Anahí Barrett
Me despertó una agitación corporal acompañada de una sensación de humedad, que abarcaba más que mi vagina. Se trataba de un rocío anatómico generalizado. Eran las tres de la madrugada. Me entregué a deleitarme, ya en el plano consciente, con mi reciente alucinación nocturna. Ejercí mi derecho de, reiteradamente, evocarlo recorriéndome la espalda deteniéndose en cada uno de los puntos de mi extendido tatuaje vertical, besarme el cuello, lamerme las ingles, penetrarme, jadeante y sudoroso, las entrañas. No tuve más opción que, siempre en el plano consciente, darle resolución a aquella condición para poder retomar la tarea de la reparación en la irrealidad… con la esperanza de reencontrarlo en ella.
El alba se acompañó con un mensaje de mi futuro amante. Nos entregamos a construir los detalles de nuestro primer encuentro después de 34 años de no vernos. Decidimos que la magia tuviese lugar en mi casa y no en un prosaico cuarto de motel. Cocinaríamos una paella de cajita traída por él de Miami o una pasta al pesto. Bailaríamos un buen bolero, tomaríamos un buen wiski y quizá también un tinto argentino. Luego nos exploraríamos hasta colonizar toda nuestra corporalidad fusionada.
La espuma producida por el jabón “champagne” mezclada con las sales de chocolate y cardamomo de mi acostumbrada sesión de tina nocturna sabatina, me acariciaba y cumplía obedientemente su tarea de transportarme a esa dimensión gaseosa de sentirme otra. Mientras observaba mi redondeado abdomen al ponerme la bata de baño, escuché el sonido de un mensaje en mi celular. Sabía que era él: “Somos juglares de la condición humana, vos y yo. Cantautores sin guitarra, nigromantes de ocasión, bohemios sin remedio… humanos” “Vos sos crisol y bóveda, penumbra y resplandor, vértigo y sueño” “Sos mi caja de resonancia”.
Y nuevamente el apetito con matices de cuerpo y mente se instaló. Había, otra vez, logrado su objetivo: seducirme a partir del profundo conocimiento capitalizado sobre el funcionamiento de mi psique.
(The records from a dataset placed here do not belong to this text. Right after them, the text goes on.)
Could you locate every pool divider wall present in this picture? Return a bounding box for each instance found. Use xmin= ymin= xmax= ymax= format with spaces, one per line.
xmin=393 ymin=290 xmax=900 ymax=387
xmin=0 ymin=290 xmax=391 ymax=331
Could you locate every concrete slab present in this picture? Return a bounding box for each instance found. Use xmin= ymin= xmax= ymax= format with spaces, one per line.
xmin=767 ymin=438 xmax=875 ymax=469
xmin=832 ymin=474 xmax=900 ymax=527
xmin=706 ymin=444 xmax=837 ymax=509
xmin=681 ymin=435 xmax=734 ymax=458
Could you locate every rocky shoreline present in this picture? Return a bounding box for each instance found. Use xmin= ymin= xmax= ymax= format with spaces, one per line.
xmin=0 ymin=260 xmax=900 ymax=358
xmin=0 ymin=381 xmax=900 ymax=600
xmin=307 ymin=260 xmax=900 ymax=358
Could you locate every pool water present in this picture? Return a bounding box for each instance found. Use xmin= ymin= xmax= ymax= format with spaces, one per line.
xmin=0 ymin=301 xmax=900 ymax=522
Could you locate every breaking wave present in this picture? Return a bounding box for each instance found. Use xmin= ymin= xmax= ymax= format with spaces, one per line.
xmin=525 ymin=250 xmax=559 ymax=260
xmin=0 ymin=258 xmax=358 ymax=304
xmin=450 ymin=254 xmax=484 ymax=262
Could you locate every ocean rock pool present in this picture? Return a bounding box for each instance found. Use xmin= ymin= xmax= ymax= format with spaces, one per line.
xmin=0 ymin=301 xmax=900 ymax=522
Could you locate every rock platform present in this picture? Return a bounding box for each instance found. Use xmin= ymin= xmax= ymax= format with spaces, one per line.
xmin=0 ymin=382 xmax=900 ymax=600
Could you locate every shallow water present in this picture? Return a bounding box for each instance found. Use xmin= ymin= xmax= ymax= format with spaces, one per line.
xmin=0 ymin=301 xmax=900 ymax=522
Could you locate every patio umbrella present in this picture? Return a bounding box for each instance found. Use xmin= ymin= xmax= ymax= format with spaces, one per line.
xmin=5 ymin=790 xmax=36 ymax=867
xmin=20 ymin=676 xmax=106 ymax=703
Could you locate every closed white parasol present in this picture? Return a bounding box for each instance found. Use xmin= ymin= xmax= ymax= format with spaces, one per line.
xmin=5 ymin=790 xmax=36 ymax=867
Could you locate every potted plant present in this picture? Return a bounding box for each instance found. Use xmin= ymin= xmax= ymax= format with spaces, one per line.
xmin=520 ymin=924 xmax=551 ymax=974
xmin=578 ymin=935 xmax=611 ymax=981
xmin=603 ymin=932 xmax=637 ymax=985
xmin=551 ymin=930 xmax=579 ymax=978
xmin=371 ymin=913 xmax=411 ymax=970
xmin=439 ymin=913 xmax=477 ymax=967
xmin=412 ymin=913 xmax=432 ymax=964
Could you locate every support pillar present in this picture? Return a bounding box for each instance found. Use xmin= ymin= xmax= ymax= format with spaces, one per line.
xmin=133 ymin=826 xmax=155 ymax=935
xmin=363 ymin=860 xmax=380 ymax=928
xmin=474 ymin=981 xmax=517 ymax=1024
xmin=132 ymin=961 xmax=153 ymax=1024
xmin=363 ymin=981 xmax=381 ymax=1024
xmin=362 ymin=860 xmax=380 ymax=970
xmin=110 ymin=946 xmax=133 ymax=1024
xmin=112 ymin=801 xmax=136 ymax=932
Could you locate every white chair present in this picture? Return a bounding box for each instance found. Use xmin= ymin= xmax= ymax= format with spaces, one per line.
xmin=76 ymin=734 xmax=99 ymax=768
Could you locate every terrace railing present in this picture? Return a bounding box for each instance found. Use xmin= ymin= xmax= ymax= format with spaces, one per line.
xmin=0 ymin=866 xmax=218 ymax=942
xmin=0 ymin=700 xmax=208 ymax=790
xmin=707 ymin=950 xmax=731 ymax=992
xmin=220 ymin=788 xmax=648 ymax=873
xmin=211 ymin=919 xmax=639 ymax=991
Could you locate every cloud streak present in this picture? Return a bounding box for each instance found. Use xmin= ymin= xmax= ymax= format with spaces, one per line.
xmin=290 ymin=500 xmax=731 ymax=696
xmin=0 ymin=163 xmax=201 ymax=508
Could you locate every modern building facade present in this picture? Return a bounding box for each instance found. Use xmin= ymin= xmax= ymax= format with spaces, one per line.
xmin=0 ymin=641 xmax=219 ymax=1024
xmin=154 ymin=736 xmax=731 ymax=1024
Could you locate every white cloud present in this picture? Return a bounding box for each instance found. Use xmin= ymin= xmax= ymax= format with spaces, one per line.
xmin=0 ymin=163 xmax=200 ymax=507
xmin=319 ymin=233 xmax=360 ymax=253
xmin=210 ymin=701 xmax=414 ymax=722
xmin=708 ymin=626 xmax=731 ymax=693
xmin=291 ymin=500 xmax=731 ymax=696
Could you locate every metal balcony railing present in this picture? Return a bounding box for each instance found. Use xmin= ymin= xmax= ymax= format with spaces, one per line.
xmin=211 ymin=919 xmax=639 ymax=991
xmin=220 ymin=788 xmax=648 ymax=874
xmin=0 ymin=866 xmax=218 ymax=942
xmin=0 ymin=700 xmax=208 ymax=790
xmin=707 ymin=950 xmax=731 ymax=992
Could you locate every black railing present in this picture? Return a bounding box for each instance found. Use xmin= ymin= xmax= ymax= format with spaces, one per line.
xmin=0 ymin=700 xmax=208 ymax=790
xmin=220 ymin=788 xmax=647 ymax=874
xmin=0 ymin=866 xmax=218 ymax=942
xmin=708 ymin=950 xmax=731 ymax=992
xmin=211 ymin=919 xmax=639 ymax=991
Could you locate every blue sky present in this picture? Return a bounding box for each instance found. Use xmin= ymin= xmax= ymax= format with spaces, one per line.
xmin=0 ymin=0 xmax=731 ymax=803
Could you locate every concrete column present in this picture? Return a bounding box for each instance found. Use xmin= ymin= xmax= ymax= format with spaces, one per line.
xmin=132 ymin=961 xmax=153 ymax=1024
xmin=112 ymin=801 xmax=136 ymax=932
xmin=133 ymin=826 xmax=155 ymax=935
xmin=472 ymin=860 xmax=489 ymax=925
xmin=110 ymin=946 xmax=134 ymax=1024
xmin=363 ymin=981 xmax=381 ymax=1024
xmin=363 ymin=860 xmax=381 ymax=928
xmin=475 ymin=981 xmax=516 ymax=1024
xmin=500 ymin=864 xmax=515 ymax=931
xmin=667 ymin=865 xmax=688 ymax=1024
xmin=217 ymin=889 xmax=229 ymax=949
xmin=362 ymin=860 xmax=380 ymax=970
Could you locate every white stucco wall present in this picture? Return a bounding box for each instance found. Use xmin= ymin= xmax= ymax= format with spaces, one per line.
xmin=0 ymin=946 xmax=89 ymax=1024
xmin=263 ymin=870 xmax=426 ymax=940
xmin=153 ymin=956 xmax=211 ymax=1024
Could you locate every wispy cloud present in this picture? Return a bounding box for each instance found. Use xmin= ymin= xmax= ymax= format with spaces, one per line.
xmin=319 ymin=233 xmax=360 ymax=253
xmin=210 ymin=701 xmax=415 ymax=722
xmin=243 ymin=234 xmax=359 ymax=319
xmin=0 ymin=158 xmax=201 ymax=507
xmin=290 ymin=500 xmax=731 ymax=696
Al verlo alejarse en su auto desde mi acera, puntualmente una hora posterior al “después”, recordé mi reciente aseveración escrita con exactamente dos horas de añejamiento: “Yo tomé la decisión de descartarte en términos de mi amante… ocasional”. No pude evitar sonreír, sabiendo que el ciclo volvía a reciclarse. Quizá esta vez en un bucle con vagos contrastes.
Pero mi sabiduría interna me gritaba que la vertebración de lo “nuestro” seguiría atrapado en lo que Bunbury musicalizó magistralmente en su frase: “Me calaste hondo y ahora me dueles”.
Era ineludible terminar aquella velada sirviéndome la última copa de mi tinto argentino escuchando “Infinito”, amparada por mi perpetuo ejercicio emocional de solazarme en él. Justo antes de acomodarme en medio de mis sábanas rojas, mi futuro amante me escribía: “Cómo va todo? …Te escribo luego, que tengo a mi esposa al lado”.